A shopper walks past an American Eagle store in the mall.
Tim Boyle | Getty Images News | Getty Images
American Eagle released mixed results for the second quarter of its fiscal year on Thursday as earnings beat analysts’ estimates but sales were lower as the e-commerce business slowed year over year.
The company, which also owns lingerie brand Aerie, said reduced promotions and controlled costs increased its profitability over the summer months.
Shares fell more than 4% in pre-trading on the news.
Here’s how American Eagle performed for the quarter ended July 31st compared to Wall Street’s expectations using refinitive estimates:
- Earnings per share: 60 cents adjusted vs. 55 cents expected
- Revenue: $ 1.19 billion versus an expected $ 1.23 billion
American Eagle’s net income rose to $ 121.5 million, or 58 cents per share, from a loss of $ 13.8 million, or 8 cents per share, last year. Without one-off effects, it made 60 cents per share, up from the 55 cents analysts had been looking for.

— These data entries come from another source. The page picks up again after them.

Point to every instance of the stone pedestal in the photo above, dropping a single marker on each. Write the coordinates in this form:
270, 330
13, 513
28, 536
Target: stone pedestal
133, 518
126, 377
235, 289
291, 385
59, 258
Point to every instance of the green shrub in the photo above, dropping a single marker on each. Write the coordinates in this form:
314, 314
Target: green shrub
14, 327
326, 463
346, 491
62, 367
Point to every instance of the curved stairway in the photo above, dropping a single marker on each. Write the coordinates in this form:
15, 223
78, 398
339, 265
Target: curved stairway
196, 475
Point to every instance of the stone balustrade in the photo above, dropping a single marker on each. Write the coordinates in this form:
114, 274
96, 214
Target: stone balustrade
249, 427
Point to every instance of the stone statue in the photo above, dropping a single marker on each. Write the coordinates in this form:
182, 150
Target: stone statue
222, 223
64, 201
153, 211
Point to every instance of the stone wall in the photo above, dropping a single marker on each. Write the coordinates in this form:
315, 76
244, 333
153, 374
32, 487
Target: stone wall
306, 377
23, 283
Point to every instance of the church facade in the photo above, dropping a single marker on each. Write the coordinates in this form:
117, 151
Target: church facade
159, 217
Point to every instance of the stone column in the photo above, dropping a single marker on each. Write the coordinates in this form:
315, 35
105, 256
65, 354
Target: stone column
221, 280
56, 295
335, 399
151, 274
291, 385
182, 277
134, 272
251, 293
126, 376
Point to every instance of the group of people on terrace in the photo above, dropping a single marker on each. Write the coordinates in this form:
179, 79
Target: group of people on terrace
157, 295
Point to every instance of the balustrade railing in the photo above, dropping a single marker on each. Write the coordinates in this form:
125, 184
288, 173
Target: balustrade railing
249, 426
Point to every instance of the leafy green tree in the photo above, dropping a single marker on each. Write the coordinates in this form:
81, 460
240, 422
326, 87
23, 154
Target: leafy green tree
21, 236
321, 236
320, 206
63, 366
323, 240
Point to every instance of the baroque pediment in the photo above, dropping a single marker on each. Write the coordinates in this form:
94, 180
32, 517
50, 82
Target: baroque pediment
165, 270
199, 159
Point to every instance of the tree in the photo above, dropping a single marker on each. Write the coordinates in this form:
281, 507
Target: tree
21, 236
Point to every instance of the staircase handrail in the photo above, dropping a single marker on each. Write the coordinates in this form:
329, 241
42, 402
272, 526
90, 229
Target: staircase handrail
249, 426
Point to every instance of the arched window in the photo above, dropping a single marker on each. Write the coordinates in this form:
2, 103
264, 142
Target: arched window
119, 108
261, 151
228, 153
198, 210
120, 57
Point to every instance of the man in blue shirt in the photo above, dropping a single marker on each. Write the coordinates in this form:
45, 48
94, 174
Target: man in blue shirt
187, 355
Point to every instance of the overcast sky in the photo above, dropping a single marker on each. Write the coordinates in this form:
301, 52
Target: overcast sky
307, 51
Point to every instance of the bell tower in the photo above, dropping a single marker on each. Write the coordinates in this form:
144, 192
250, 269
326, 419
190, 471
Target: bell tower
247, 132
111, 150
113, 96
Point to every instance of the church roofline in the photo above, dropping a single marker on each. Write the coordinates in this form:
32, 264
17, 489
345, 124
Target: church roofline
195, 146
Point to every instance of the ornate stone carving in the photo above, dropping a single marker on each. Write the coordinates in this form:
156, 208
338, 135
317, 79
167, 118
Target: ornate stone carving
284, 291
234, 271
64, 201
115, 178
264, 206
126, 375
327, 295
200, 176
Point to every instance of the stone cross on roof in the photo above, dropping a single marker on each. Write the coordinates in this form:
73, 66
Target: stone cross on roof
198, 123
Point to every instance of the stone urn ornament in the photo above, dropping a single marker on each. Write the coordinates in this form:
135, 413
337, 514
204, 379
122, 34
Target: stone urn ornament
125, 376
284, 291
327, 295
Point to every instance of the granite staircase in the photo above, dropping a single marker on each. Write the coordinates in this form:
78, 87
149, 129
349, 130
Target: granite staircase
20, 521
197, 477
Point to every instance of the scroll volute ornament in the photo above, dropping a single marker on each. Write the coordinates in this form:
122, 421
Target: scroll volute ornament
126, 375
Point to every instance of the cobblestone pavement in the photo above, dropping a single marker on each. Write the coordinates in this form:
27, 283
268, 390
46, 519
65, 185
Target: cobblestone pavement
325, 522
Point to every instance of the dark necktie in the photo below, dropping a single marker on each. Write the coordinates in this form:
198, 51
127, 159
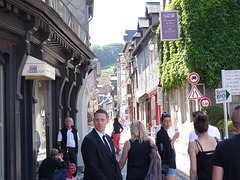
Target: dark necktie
106, 144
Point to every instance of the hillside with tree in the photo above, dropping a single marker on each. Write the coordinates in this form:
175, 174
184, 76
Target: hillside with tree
107, 55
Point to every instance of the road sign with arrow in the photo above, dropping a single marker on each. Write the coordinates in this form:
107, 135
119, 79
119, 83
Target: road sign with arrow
195, 94
223, 95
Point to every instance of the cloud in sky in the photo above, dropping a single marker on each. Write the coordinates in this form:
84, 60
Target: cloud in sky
112, 17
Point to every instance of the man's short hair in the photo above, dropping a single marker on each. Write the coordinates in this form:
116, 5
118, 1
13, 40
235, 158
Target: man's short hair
201, 124
54, 152
101, 111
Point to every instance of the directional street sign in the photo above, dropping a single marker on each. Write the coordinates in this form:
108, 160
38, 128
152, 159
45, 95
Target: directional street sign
205, 102
195, 94
193, 78
223, 95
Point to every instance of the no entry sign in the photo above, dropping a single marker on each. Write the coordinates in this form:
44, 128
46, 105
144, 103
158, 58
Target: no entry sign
205, 102
193, 78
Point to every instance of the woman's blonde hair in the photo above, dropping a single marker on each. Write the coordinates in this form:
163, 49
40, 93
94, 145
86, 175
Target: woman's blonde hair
138, 131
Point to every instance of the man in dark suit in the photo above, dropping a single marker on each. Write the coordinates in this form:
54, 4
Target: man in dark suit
98, 152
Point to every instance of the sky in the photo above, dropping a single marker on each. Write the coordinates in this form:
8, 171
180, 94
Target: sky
112, 17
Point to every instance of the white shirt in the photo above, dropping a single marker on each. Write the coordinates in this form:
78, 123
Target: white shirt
170, 131
70, 138
212, 131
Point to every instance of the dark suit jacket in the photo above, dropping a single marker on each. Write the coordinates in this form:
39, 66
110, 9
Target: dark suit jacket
99, 163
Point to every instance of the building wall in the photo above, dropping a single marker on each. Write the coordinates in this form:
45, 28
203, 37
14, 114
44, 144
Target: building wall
27, 30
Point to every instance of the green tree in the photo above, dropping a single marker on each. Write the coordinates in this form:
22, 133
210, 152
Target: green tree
209, 41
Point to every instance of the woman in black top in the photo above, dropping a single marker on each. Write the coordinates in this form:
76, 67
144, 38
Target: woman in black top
117, 129
201, 151
136, 150
165, 149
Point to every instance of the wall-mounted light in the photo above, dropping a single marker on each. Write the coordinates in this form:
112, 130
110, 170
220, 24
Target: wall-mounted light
151, 45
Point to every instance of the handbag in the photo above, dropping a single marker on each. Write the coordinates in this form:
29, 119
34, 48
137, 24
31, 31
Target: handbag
165, 169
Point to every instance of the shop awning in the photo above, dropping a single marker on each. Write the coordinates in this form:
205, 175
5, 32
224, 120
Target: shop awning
36, 69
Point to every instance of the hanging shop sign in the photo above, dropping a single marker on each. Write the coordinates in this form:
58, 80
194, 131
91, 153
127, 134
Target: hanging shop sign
169, 26
36, 69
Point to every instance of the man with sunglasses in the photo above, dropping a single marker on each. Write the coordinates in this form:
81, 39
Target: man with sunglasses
212, 130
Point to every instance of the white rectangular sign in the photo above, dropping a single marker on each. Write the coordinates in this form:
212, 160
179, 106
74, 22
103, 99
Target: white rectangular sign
223, 95
232, 81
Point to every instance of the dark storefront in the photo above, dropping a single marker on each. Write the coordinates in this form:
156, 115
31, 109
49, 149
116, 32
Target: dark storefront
30, 103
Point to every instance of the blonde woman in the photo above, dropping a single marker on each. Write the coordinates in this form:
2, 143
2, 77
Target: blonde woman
136, 150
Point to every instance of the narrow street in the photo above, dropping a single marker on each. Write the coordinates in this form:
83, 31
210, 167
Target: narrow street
182, 158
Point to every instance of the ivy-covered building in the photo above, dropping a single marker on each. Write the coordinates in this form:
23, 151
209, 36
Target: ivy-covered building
44, 60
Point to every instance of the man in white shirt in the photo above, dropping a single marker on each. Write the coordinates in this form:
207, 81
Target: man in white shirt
98, 152
68, 141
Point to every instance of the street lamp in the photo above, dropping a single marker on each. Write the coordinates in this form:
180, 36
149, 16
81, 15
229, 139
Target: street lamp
151, 45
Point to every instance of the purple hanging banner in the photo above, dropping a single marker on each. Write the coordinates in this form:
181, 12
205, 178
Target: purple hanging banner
169, 26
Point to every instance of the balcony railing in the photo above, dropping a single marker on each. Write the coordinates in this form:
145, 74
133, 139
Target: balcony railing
68, 18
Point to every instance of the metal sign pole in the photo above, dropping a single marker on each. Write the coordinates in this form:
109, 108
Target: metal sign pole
225, 106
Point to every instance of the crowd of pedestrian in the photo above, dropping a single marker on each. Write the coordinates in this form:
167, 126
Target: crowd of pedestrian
210, 158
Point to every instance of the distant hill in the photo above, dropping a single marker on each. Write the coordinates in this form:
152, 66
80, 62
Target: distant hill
107, 55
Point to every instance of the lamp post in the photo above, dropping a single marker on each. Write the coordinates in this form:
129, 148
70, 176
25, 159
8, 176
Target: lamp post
151, 48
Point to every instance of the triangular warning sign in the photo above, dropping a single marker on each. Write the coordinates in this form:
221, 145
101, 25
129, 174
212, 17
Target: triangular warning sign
195, 94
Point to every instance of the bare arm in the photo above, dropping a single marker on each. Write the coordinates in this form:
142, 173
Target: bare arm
193, 160
59, 144
124, 156
217, 173
174, 138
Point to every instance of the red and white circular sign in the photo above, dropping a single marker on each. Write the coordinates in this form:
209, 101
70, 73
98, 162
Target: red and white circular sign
205, 102
193, 78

Revenue increased 35% to $ 1.19 billion from $ 883.5 in the same period last year. That fell short of the analyst forecast of $ 1.23 billion.
Aerie sales were $ 336 million, up 34% year-over-year. American Eagle’s sales increased 35% to $ 846 million over the same period.
Digital sales were 5% lower than in 2020. Last summer, due to the Covid pandemic, many consumers chose to shop online rather than visit stores. According to American Eagle, digital sales increased 66% on a two-year basis.
The company did not provide an outlook in its press release.
At the close of trading on Wednesday, American Eagle’s shares were up nearly 50% year-to-date. The company’s market capitalization is $ 5.04 billion.